I'm lost, and I don't know what the fuck to do anymore.
INB4
This is all off the top of my head so I would say "I'll try to keep this brief" as I'm a resident in the nation of canned responses, but this is basically all shit that I want to get off my chest. Most people are going to stop reading here, so that's cool, helps me sleep at night.
I find myself saying it over and over again, cashing out, checking out, moving on, being done with this and that. Just seems I can't do shit right.
Having "battled" Depression on and off for the last...few years because I'm not going to put a number on that, doesn't really seem like much is improving for me. In between the pain medications, anti-depressants and physical therapy, I've grown tired of it. Have really just come to terms with the feeling of constant loathing and disappointment with myself. It'll all be over soon enough.
Every time I take a step of progress, some events transpire to make me fall back down the proverbial ladder or have to put everything on hold just to deal with that ONE event.
I've been injured (nothing broken, thankfully, bunch of bruises and overextended limbs etc) on and off for really close to 2 years now, killing all hopes of me trying to return to Active Duty "anytime soon" (Have been doing a BUNCH of paperwork and other qualifying BS to retain my current "Status" but rather not elaborate further) or do much of anything else to dig me out of the hole I seem to be in.
People tell me to keep my head up and do things to make me happy.
Well, kind of hard to do when every faggot in every fucking direction wants to come along to tell me why they don't like what I'm doing, or doesn't like the specific way that I'm doing it. Or the best that I've encountered, I don't deserve the opportunity. Okay, sure.
Cars (vehicles in general) are just about the only thing I like anymore, the only thing that keeps me busy and the only thing that can keep me going.

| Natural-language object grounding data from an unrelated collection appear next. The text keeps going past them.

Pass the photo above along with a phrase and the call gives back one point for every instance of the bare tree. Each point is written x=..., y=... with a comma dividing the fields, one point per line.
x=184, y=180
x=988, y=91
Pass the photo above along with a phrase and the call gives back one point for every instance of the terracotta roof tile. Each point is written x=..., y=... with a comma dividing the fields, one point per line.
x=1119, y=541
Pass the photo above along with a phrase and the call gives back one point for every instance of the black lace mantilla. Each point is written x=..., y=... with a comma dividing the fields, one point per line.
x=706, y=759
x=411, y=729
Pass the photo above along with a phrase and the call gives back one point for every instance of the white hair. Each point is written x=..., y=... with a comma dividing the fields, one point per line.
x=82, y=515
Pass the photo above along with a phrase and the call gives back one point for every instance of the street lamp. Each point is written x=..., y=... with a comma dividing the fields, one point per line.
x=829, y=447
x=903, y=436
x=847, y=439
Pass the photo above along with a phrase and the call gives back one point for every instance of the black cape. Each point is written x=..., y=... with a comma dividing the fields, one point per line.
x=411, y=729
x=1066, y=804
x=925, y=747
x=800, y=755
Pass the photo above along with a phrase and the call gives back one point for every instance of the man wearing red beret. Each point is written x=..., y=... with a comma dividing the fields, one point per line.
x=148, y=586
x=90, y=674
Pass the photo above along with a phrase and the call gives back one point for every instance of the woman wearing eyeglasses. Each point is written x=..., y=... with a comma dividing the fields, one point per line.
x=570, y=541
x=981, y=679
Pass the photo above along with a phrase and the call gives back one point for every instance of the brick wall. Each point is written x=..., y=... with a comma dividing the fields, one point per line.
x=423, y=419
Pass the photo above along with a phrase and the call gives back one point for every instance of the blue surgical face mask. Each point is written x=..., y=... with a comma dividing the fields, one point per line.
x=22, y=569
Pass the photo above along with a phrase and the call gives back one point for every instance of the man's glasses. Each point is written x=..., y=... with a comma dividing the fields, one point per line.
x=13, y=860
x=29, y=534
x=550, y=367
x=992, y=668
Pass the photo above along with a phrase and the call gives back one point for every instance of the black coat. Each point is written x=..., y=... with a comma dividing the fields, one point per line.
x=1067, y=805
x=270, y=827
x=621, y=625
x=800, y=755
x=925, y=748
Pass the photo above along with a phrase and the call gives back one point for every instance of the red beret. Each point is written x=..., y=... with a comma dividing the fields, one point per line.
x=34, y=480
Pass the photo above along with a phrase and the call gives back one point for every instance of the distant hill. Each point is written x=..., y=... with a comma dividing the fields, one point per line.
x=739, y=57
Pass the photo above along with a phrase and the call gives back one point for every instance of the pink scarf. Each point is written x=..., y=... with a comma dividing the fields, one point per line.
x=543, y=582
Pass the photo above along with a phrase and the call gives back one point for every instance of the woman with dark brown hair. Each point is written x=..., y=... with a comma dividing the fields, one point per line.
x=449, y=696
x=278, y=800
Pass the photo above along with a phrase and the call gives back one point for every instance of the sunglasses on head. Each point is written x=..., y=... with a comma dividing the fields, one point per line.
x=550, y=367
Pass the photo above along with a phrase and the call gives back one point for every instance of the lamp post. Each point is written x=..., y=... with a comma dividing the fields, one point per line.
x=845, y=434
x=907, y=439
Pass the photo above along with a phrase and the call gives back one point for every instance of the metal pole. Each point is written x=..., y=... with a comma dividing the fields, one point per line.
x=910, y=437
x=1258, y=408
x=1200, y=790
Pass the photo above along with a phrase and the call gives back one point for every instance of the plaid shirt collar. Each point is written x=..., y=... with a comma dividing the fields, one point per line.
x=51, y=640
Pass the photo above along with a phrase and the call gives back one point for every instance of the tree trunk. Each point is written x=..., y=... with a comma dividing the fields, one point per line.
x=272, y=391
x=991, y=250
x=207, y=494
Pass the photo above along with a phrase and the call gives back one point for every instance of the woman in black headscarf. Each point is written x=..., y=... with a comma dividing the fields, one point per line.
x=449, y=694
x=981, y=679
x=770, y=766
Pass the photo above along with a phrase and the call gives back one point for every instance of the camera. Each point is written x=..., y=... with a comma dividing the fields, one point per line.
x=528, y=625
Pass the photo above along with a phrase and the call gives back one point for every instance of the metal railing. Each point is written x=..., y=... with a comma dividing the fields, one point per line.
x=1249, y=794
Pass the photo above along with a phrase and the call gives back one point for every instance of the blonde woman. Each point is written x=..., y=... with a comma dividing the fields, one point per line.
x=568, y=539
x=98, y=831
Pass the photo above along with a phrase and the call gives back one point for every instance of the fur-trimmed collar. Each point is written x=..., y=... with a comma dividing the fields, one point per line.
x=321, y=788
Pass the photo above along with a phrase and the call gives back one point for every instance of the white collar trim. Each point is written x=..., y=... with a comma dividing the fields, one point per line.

Unfinished projects are the real reason I haven't just ended my life yet. We can talk about that being the easy way out of my misery and how that would be passing the torch, but fuck that. I can tolerate most of the assholes but the "holier than thou" types seem to be fucking everywhere these days, but still aren't as bad as all the "Gaymurrz" and who the fuck ever else surround just about everything else I used to like (Gaming, Painting/Art, Writing, Music...etc).
Kinda hard to be positive, when I never see anything positive. See and hear bad news everywhere. "You've got to want to be happy"
I've stopped caring about most stuff on the global scale, I'm one man (most wouldn't even dare to call me that...), what can I REALLY do to change anything going on in this fucked up world? A good week for me is when I don't get news of a family member passing or another friend I served with getting KIA. Bills got paid and I'm alive for another week (pending some medical evaluation for other issues), cool.
Another plane went down? Well that sucks, I didn't know anyone on it. Another shooting? Condolences to the family, bury the body(ies) and be done, don't trivialize any person's death over three weeks of "news" coverage. Bruce Jenner got a sex change? Cool, whatever, let them be them. The list can go on, and I don't want to sound [even more] insensitive but there's just too much bullshit in day to day life that has no bearing or actual effect on my own(or anyone else's, for that matter) life.
I'm not looking for sympathy or insight, not much is going to help me at this point. All the people I did go to for help are dead. I was finally able to realize that no amount of tears or alcohol is going to bring them back. The few left are dealing with their own problems, and I'm not going to be some selfish asshole to make them set aside their shit just to deal with me - Have been trying to help them through their own rough spots.
So I guess I say fuck it and peace out like I always do. Keep on moving on however the hell I have been these last few arduous years. It helps to try to keep a good perspective, I feel like a bitch because I know there are those who have it far worse.
There's a few other things that I'd touch on, but with everything included, who's really going to care? I'd be shocked if anyone actually read through the whole thing. I'm gaining nothing by doing this, just letting go of a few things that I don't know how long I've held them in for.